Model Implementasi Kebijakan
Menurut
Sabatier (1986: 21-48), terdapat dua model yang berpacu dalam tahap
implementasi kebijakan, yakni model top down dan model bottom up.
Kedua model ini terdapat pada setiap proses pembuatan kebijakan. Model elit,
model proses dan model inkremental dianggap sebagai gambaran pembuatan
kebijakan berdasarkan model top down. Sedangkan gambaran model bottom
up dapat dilihat pada model kelompok dan model kelembagaan.
Grindle
(1980: 6-10) memperkenalkan model implementasi sebagai proses politik dan administrasi.

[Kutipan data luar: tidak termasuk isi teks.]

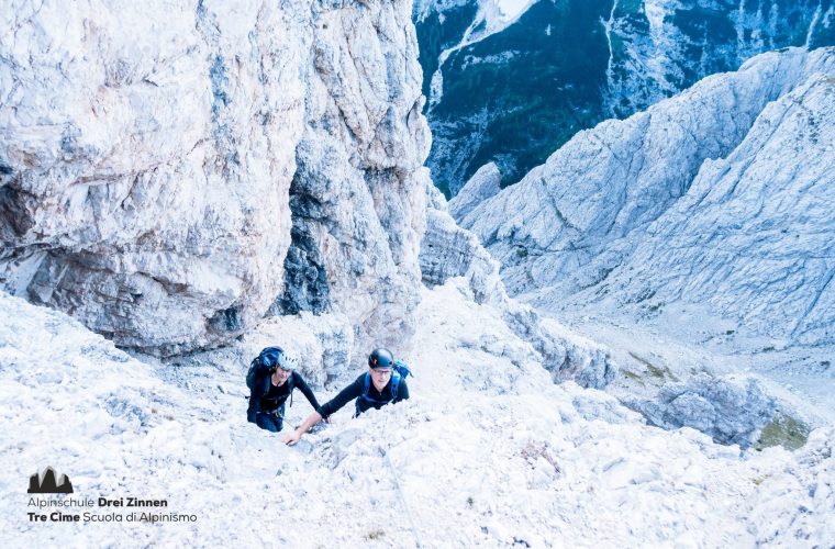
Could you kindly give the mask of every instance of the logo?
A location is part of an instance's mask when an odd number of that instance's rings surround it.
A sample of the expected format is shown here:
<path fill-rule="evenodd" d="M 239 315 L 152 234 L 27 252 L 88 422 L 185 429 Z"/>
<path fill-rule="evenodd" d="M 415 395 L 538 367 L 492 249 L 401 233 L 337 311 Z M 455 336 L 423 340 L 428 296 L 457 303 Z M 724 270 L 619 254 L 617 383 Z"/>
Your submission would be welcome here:
<path fill-rule="evenodd" d="M 73 483 L 69 477 L 62 474 L 56 481 L 55 469 L 47 467 L 41 474 L 33 474 L 29 478 L 30 494 L 71 494 Z"/>

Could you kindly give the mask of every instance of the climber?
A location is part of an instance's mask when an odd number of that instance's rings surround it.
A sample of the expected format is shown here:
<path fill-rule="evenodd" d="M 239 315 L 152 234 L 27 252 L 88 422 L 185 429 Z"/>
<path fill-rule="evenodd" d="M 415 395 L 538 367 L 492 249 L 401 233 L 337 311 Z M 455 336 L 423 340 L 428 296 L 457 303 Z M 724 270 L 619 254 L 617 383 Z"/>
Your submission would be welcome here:
<path fill-rule="evenodd" d="M 311 427 L 329 418 L 331 414 L 345 404 L 355 401 L 354 417 L 368 408 L 379 410 L 388 403 L 409 399 L 409 388 L 405 378 L 411 372 L 388 349 L 375 349 L 368 356 L 368 371 L 361 373 L 352 384 L 339 391 L 339 394 L 326 402 L 322 407 L 310 414 L 298 429 L 285 435 L 283 441 L 290 446 L 299 441 Z"/>
<path fill-rule="evenodd" d="M 267 347 L 252 361 L 246 374 L 249 388 L 249 407 L 246 421 L 272 433 L 281 430 L 285 419 L 285 404 L 290 399 L 292 406 L 293 389 L 299 389 L 308 397 L 314 410 L 319 401 L 304 379 L 294 371 L 296 359 L 281 347 Z"/>

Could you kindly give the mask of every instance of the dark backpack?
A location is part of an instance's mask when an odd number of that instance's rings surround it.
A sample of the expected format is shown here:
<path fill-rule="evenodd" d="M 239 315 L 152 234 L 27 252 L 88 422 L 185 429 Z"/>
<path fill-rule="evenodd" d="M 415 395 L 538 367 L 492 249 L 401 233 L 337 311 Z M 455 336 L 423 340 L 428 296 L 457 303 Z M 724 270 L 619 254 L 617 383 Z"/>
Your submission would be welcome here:
<path fill-rule="evenodd" d="M 409 369 L 408 366 L 405 366 L 405 362 L 401 362 L 400 360 L 394 360 L 394 363 L 391 367 L 394 371 L 391 373 L 391 399 L 381 401 L 378 399 L 375 399 L 370 395 L 371 391 L 371 374 L 366 372 L 365 377 L 365 388 L 363 389 L 363 394 L 360 394 L 356 400 L 356 414 L 359 415 L 361 411 L 359 410 L 359 400 L 364 400 L 366 402 L 370 402 L 371 404 L 388 404 L 389 402 L 397 400 L 398 393 L 400 392 L 400 381 L 404 380 L 409 376 L 414 377 L 414 373 Z"/>

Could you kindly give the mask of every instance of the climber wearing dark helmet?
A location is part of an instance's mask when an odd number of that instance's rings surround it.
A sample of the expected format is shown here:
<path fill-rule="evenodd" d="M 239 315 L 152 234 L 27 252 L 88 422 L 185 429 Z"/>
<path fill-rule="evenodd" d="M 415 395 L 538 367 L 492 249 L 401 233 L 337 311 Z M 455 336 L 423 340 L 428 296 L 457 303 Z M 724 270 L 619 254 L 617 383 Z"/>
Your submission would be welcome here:
<path fill-rule="evenodd" d="M 390 350 L 375 349 L 368 356 L 368 371 L 361 373 L 352 384 L 339 391 L 339 394 L 316 408 L 298 429 L 285 435 L 285 442 L 294 445 L 322 418 L 330 417 L 354 399 L 356 399 L 354 417 L 368 408 L 379 410 L 388 403 L 409 399 L 405 378 L 410 373 L 403 362 L 394 360 Z"/>
<path fill-rule="evenodd" d="M 285 404 L 292 405 L 293 389 L 307 396 L 313 410 L 319 410 L 319 401 L 304 379 L 296 370 L 296 359 L 281 347 L 267 347 L 252 361 L 246 374 L 249 388 L 249 407 L 246 419 L 258 427 L 278 433 L 283 426 Z"/>

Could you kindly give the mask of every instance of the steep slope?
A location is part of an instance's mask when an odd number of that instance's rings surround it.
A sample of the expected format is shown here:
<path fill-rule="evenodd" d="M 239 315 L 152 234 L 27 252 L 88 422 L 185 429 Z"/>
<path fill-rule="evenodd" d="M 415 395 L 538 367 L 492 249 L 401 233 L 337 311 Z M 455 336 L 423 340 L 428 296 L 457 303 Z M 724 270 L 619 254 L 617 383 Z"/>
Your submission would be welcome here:
<path fill-rule="evenodd" d="M 512 184 L 578 131 L 754 55 L 835 45 L 832 0 L 424 0 L 413 18 L 447 195 L 489 161 Z"/>
<path fill-rule="evenodd" d="M 62 313 L 0 292 L 0 414 L 26 426 L 0 434 L 4 538 L 542 547 L 835 537 L 831 427 L 795 453 L 741 453 L 692 429 L 647 427 L 604 393 L 554 385 L 532 347 L 461 282 L 423 294 L 407 357 L 412 399 L 357 419 L 341 412 L 296 448 L 244 423 L 245 362 L 227 351 L 152 368 Z M 309 412 L 301 401 L 291 423 Z M 27 480 L 47 466 L 71 478 L 77 498 L 168 506 L 60 509 L 136 511 L 154 524 L 30 522 Z M 194 522 L 160 518 L 170 515 Z"/>
<path fill-rule="evenodd" d="M 758 56 L 580 133 L 461 225 L 511 293 L 547 309 L 660 291 L 656 302 L 830 344 L 833 74 L 832 48 Z"/>
<path fill-rule="evenodd" d="M 430 139 L 410 8 L 5 5 L 2 288 L 159 355 L 268 310 L 409 333 Z"/>

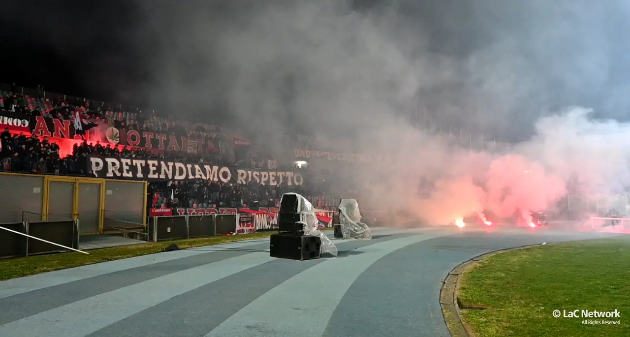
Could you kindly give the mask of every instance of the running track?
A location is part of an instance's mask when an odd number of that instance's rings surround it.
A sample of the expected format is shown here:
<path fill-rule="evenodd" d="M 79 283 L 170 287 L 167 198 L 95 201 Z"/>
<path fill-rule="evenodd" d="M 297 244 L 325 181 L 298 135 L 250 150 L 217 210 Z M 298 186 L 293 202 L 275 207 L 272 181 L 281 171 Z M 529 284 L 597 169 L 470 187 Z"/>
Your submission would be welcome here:
<path fill-rule="evenodd" d="M 269 257 L 268 241 L 191 249 L 0 282 L 2 337 L 449 336 L 447 274 L 510 247 L 616 234 L 377 229 L 336 258 Z"/>

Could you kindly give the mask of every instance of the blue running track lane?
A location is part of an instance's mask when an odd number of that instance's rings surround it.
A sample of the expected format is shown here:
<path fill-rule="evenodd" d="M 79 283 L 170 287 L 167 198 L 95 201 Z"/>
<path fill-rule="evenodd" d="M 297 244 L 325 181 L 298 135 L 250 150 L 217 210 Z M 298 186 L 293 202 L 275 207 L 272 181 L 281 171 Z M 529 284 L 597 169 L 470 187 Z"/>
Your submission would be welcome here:
<path fill-rule="evenodd" d="M 447 274 L 476 256 L 619 234 L 549 228 L 373 230 L 337 258 L 269 256 L 268 239 L 0 282 L 1 337 L 448 337 Z"/>

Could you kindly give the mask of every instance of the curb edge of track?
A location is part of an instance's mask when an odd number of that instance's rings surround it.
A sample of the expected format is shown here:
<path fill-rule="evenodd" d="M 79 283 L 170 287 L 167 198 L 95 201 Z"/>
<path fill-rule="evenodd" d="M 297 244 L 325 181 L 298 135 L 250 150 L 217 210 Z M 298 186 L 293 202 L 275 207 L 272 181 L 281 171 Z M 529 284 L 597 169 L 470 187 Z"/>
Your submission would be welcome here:
<path fill-rule="evenodd" d="M 457 292 L 459 290 L 459 277 L 464 271 L 472 266 L 472 265 L 479 261 L 485 260 L 492 255 L 510 251 L 542 246 L 543 244 L 550 244 L 537 243 L 527 244 L 485 253 L 460 263 L 449 271 L 446 278 L 442 282 L 442 288 L 440 290 L 440 306 L 442 307 L 442 313 L 444 318 L 444 323 L 446 324 L 447 329 L 449 330 L 449 333 L 450 336 L 452 337 L 473 337 L 474 336 L 462 321 L 461 309 L 459 307 L 457 301 Z"/>

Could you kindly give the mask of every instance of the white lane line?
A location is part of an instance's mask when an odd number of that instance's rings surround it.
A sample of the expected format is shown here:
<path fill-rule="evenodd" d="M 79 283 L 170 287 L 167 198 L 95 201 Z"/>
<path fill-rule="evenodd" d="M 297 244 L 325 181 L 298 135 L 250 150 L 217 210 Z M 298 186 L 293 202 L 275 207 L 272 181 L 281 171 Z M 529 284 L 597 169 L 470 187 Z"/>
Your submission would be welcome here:
<path fill-rule="evenodd" d="M 182 258 L 194 256 L 212 251 L 219 251 L 219 248 L 244 248 L 249 246 L 268 242 L 268 239 L 265 239 L 221 244 L 213 247 L 198 247 L 190 249 L 151 254 L 150 255 L 144 255 L 123 260 L 109 261 L 94 265 L 88 265 L 87 266 L 81 266 L 80 267 L 57 270 L 43 274 L 2 281 L 0 282 L 0 299 L 33 290 L 38 290 L 48 288 L 49 287 L 54 287 L 74 281 L 84 280 L 90 277 L 115 273 L 116 271 L 128 270 L 161 262 L 166 262 Z"/>
<path fill-rule="evenodd" d="M 321 336 L 341 297 L 370 266 L 397 249 L 440 236 L 422 234 L 384 241 L 354 251 L 359 254 L 316 265 L 258 297 L 206 337 Z"/>
<path fill-rule="evenodd" d="M 248 254 L 101 294 L 0 326 L 0 336 L 83 337 L 143 310 L 275 260 Z"/>

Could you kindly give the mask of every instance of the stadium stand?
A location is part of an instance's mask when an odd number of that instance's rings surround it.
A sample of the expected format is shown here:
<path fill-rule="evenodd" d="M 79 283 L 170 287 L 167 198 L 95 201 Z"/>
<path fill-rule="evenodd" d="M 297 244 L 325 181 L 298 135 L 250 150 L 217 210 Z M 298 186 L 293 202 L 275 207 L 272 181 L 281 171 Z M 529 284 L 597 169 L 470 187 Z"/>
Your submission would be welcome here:
<path fill-rule="evenodd" d="M 88 170 L 86 163 L 88 155 L 113 156 L 123 157 L 156 158 L 186 163 L 205 163 L 227 167 L 249 167 L 261 168 L 264 160 L 241 161 L 230 158 L 227 151 L 222 151 L 226 144 L 234 135 L 226 135 L 222 128 L 214 123 L 191 123 L 158 116 L 154 111 L 145 113 L 137 108 L 87 100 L 69 95 L 44 93 L 41 89 L 30 89 L 14 84 L 0 84 L 0 110 L 18 113 L 25 119 L 33 116 L 71 120 L 78 113 L 84 120 L 95 123 L 106 123 L 117 129 L 137 131 L 177 134 L 191 138 L 205 140 L 211 151 L 203 154 L 183 151 L 156 151 L 122 146 L 103 146 L 99 142 L 77 142 L 71 152 L 63 153 L 52 137 L 27 135 L 25 132 L 12 131 L 6 128 L 0 134 L 0 169 L 3 171 L 60 174 L 79 176 L 94 176 Z M 130 112 L 133 111 L 133 112 Z M 295 144 L 305 149 L 325 150 L 316 144 L 314 139 L 299 135 L 287 135 L 288 144 Z M 263 151 L 265 152 L 265 151 Z M 265 152 L 265 153 L 266 153 Z M 266 161 L 270 161 L 266 159 Z M 273 161 L 275 162 L 276 161 Z M 290 163 L 274 163 L 273 168 L 286 166 Z M 268 164 L 272 167 L 271 163 Z M 292 169 L 295 168 L 292 167 Z M 307 171 L 302 170 L 303 174 Z M 321 177 L 320 177 L 321 178 Z M 312 181 L 324 179 L 312 180 Z M 326 188 L 316 183 L 292 186 L 290 191 L 306 196 L 316 207 L 324 207 L 338 200 L 338 197 L 329 195 Z M 289 187 L 286 185 L 269 186 L 254 183 L 238 185 L 210 182 L 203 180 L 163 181 L 149 184 L 148 208 L 183 207 L 205 208 L 210 205 L 219 207 L 240 207 L 244 205 L 271 207 L 277 204 L 280 197 Z"/>

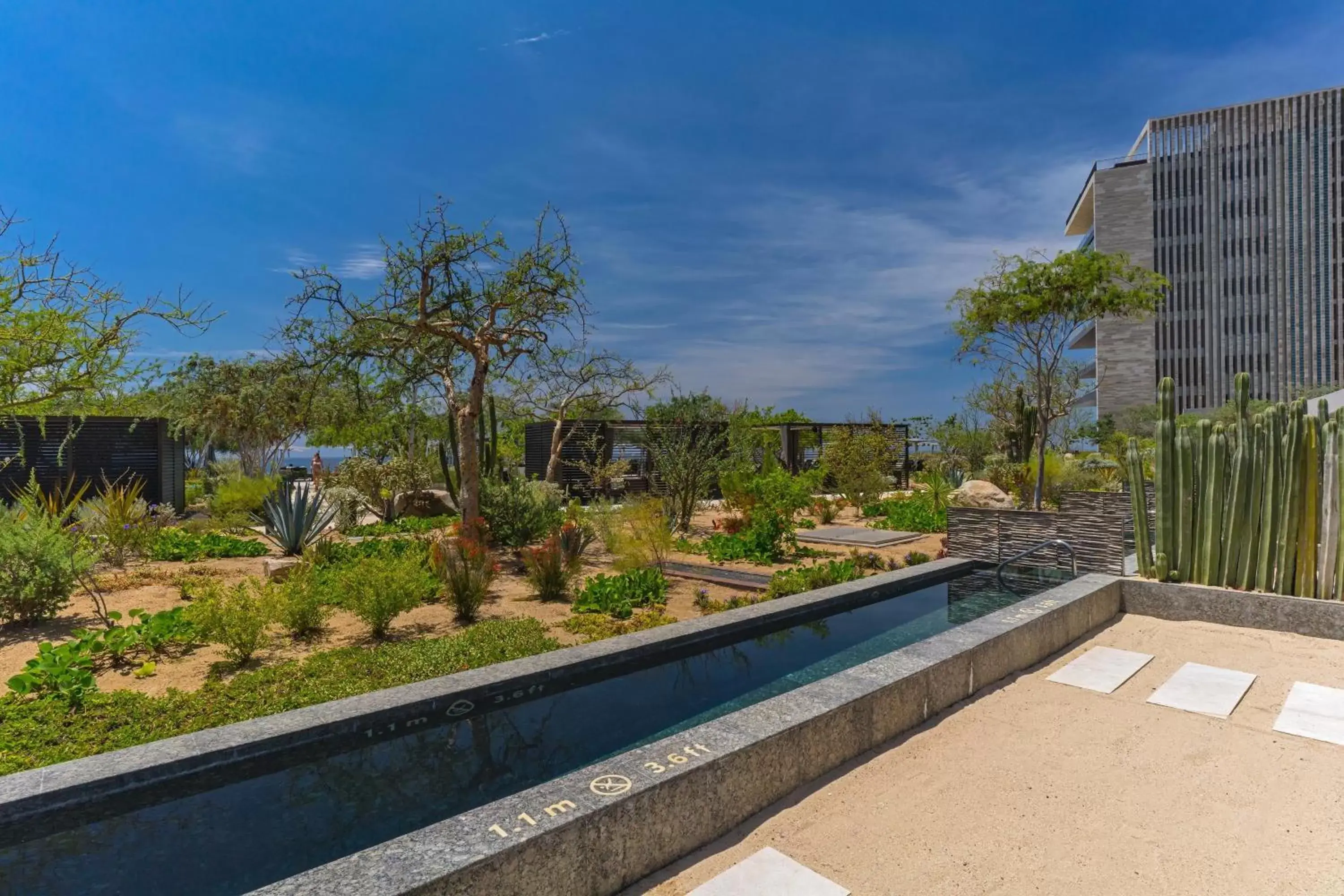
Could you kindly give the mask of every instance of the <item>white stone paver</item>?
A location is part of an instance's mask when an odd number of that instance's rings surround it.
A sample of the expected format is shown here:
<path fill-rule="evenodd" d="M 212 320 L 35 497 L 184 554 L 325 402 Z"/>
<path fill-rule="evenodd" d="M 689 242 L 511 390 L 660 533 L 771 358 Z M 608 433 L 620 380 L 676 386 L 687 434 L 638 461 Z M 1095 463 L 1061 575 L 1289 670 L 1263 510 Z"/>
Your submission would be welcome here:
<path fill-rule="evenodd" d="M 1047 681 L 1055 681 L 1087 690 L 1111 693 L 1153 658 L 1150 653 L 1093 647 L 1068 665 L 1056 669 Z"/>
<path fill-rule="evenodd" d="M 1227 719 L 1253 681 L 1255 676 L 1250 672 L 1187 662 L 1153 692 L 1148 703 Z"/>
<path fill-rule="evenodd" d="M 849 891 L 766 846 L 700 884 L 691 896 L 849 896 Z"/>
<path fill-rule="evenodd" d="M 1344 746 L 1344 690 L 1294 681 L 1274 731 Z"/>

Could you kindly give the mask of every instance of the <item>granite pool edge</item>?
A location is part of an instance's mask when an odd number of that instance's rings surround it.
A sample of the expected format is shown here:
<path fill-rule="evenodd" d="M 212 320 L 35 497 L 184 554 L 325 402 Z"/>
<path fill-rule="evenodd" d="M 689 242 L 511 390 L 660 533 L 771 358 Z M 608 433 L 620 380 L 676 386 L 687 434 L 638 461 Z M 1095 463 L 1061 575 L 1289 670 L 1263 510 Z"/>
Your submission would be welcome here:
<path fill-rule="evenodd" d="M 638 661 L 664 650 L 694 647 L 778 625 L 793 617 L 867 599 L 900 594 L 969 572 L 984 564 L 946 557 L 856 582 L 806 591 L 726 613 L 685 619 L 657 629 L 560 647 L 532 657 L 427 678 L 328 703 L 259 716 L 230 725 L 155 740 L 136 747 L 0 776 L 0 818 L 7 823 L 32 814 L 74 807 L 121 791 L 164 785 L 175 778 L 208 772 L 239 762 L 339 737 L 379 731 L 398 733 L 398 725 L 434 713 L 452 717 L 464 703 L 485 711 L 511 700 L 531 699 L 536 688 L 574 674 Z M 531 690 L 530 690 L 531 689 Z"/>
<path fill-rule="evenodd" d="M 605 896 L 1120 613 L 1086 575 L 852 669 L 263 887 Z M 613 793 L 614 791 L 614 793 Z"/>

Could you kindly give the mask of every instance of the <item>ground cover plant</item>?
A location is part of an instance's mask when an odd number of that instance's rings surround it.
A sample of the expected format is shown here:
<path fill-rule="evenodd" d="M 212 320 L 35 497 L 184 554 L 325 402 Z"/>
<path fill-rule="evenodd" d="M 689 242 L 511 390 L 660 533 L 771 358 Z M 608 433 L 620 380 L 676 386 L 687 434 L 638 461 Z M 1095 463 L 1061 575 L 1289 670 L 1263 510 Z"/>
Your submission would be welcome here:
<path fill-rule="evenodd" d="M 583 590 L 574 598 L 574 613 L 605 613 L 617 619 L 629 619 L 637 607 L 665 604 L 668 580 L 661 570 L 646 567 L 628 570 L 620 575 L 597 574 L 589 576 Z"/>
<path fill-rule="evenodd" d="M 151 697 L 90 693 L 65 700 L 0 697 L 0 775 L 226 725 L 328 700 L 554 650 L 535 619 L 488 619 L 461 634 L 375 647 L 340 647 L 305 660 Z"/>
<path fill-rule="evenodd" d="M 220 532 L 188 532 L 169 527 L 155 536 L 149 547 L 151 560 L 206 560 L 218 557 L 266 556 L 266 545 L 255 539 L 239 539 Z"/>

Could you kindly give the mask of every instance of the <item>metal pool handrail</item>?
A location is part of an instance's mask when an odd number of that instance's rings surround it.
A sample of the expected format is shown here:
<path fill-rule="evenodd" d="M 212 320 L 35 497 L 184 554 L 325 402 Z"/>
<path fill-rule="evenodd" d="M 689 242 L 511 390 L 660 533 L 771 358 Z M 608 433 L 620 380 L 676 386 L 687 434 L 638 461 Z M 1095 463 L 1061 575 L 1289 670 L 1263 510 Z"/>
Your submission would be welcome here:
<path fill-rule="evenodd" d="M 1050 547 L 1063 548 L 1064 551 L 1068 551 L 1068 563 L 1073 567 L 1073 574 L 1074 574 L 1074 578 L 1077 579 L 1078 578 L 1078 555 L 1074 552 L 1074 545 L 1068 544 L 1063 539 L 1050 539 L 1048 541 L 1042 541 L 1040 544 L 1034 544 L 1030 548 L 1027 548 L 1025 551 L 1021 551 L 1020 553 L 1012 555 L 1011 557 L 1008 557 L 1007 560 L 1004 560 L 1003 563 L 1000 563 L 995 568 L 995 579 L 997 579 L 999 584 L 1001 584 L 1007 591 L 1012 591 L 1012 588 L 1008 587 L 1008 583 L 1004 582 L 1004 567 L 1008 566 L 1009 563 L 1016 563 L 1017 560 L 1021 560 L 1025 556 L 1031 556 L 1032 553 L 1035 553 L 1036 551 L 1039 551 L 1042 548 L 1050 548 Z"/>

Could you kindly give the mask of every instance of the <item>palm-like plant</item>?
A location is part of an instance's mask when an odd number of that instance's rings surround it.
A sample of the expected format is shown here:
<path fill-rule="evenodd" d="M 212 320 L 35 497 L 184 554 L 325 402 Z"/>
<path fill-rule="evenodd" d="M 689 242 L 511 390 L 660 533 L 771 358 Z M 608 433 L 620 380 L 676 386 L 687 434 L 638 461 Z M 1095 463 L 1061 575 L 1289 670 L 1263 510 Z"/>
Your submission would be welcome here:
<path fill-rule="evenodd" d="M 298 556 L 331 525 L 336 509 L 336 505 L 324 502 L 321 492 L 306 482 L 286 482 L 262 501 L 266 537 L 285 556 Z"/>

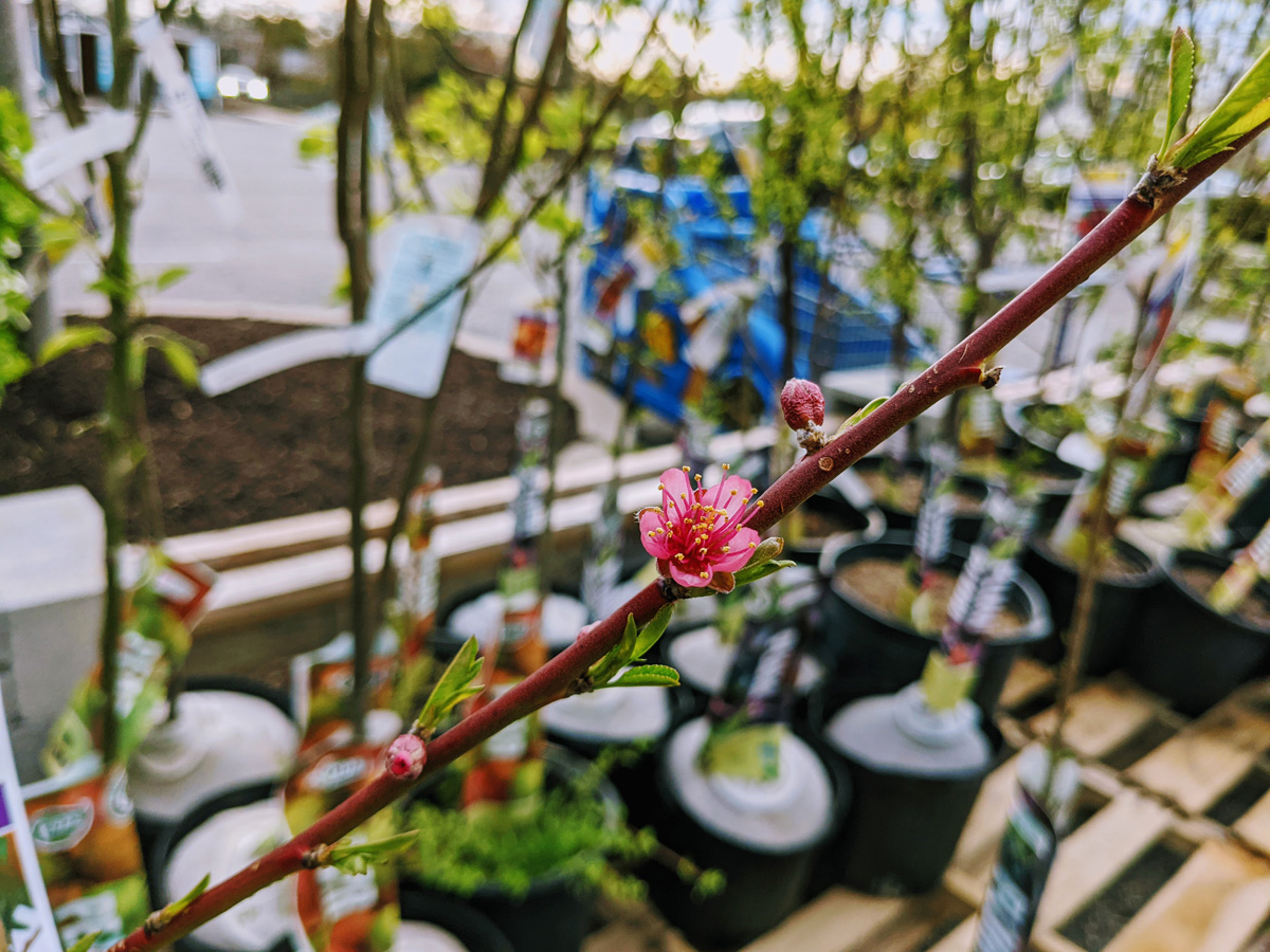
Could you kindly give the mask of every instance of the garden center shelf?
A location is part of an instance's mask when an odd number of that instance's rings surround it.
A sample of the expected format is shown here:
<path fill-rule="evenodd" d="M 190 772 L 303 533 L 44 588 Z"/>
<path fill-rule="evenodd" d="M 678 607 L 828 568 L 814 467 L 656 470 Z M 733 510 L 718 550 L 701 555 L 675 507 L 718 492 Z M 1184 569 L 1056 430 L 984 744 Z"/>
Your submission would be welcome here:
<path fill-rule="evenodd" d="M 1055 675 L 1021 660 L 998 724 L 1010 750 L 984 782 L 933 895 L 834 887 L 745 952 L 969 952 L 1015 796 L 1021 746 L 1052 730 Z M 1260 952 L 1270 923 L 1270 682 L 1187 721 L 1121 675 L 1072 699 L 1082 762 L 1073 829 L 1040 906 L 1039 952 Z M 612 910 L 585 952 L 691 952 L 648 910 Z"/>

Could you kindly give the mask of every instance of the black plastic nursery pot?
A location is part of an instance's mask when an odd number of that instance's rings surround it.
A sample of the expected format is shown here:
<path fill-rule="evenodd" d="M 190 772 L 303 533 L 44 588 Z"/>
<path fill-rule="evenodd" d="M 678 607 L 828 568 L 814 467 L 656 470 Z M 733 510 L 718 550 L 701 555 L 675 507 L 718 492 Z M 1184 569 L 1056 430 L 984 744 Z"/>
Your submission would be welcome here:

Model tersebut menggambarkan proses pengambilan keputusan yang dilakukan oleh
beragam aktor, dimana keluaran akhirnya ditentukan oleh baik materi program
yang telah dicapai maupun melalui interaksi para pembuat keputusan dalam
konteks politik administratif. Proses politik dapat terlihat melalui proses
pengambilan keputusan yang melibatkan berbagai aktor kebijakan, sedangkan
proses administrasi terlihat melalui proses umum mengenai aksi administratif
yang dapat diteliti pada tingkat program tertentu.
T.B. Smith mengakui, ketika kebijakan
telah dibuat, kebijakan tersebut harus diimplementasikan dan hasilnya sedapat
mungkin sesuai dengan apa yang diharapkan oleh pembuat kebijakan (Nakamura dan
Smallwood, 1980: 2). Pada gambar 01 terlihat bahwa suatu kebijakan memiliki tujuan
yang jelas sebagai wujud orientasi nilai kebijakan. Tujuan implementasi
kebijakan diformulasi ke dalam program aksi dan proyek tertentu yang dirancang
dan dibiayai. Program dilaksanakan sesuai dengan rencana. Implementasi
kebijakan atau program – secara garis besar – dipengaruhi oleh isi kebijakan
dan konteks implementasi. Keseluruhan implementasi kebijakan dievaluasi dengan
cara mengukur luaran program berdasarkan tujuan kebijakan. Luaran program
dilihat melalui dampaknya terhadap sasaran yang dituju baik individu dan
kelompok maupun masyarakat. Luaran implementasi kebijakan adalah perubahan dan
diterimanya perubahan oleh kelompok sasaran.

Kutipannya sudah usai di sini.